A mystery box, part of the Geffen Stayhouse interactive recipe, is sent to audience members beforehand. The contents are meant to be a surprise, so without giving too much away let me just say that one of the items is intended to change the viewing atmosphere and perhaps substitute for the campfire around which stories of this kind proverbially thrive.

(Caution: Do not enter the rest of the review if you have tickets to "Someone Else's House." I repeat: Do not enter. Return when you're safely back from your journey. Good luck to you.)

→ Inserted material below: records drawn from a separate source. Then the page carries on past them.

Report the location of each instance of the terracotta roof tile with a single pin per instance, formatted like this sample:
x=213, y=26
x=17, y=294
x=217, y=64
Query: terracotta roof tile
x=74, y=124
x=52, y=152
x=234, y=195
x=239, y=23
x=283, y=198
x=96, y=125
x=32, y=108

Like any reputable purveyor of occult tales, Mezzocchi is careful to present his details in a way that is vivid enough to unsettle but not so precise as to raise disqualifying objections. Mention of a "slaughtering cellar" seems a little too on the nose, until it's explained that a former owner of the house, built in 1800, ran a tannery down there.

There’s a plotline involving a swarm of bees that doesn't seem beyond the pale of natural science. When splattered blood appears out of nowhere in the narrative, the police stave off panic by raising the possibility of a wounded animal.

The shadow of a diabolical specter is gradually introduced. The leading culprit is the soul of the proprietary patriarch of the Johnson clan, the family that maintained ownership of the house until the Mezzocchis moved in. I wanted to believe, which is to say I wanted to be scared. But the pretense of documentary accuracy heightened my skepticism.

My own internet detective work informed me that Enfield is also the name of a London borough famous for its own (discredited) poltergeist. Uncanny coincidence or artistic dissembling? You'll have to decide for yourself, but I wish I hadn't consulted my phone during the performance.

The regular Joe quality of Mezzocchi, dressed for chilly New England weather like a hipster plumber on emergency call, worked until it stopped working. I couldn’t help noticing a light in the background that kept flickering. The subtlety of the effect becomes increasingly pronounced, a reminder of Mezzocchi’s esteemed multimedia background. Had there not been such an emphasis on factuality, I might have been better able to supply the suspension of disbelief needed for goosebumps.

Still, I was impressed with how the production, a collaboration with Virtual Design Collective, progressed. The setting, when it’s finally revealed, is a genuine coup de théâtre. If I didn’t know Mezzocchi had another show that evening, I might have called 911 to rescue him.

Ghost stories ultimately succeed not by providing evidence beyond a shadow of a doubt. They ensnare our imaginations by creating an environment in which we can slip out of the handcuffs of our analytic brains and delve into the darkness that bookends our mortal appearances in this earthly realm.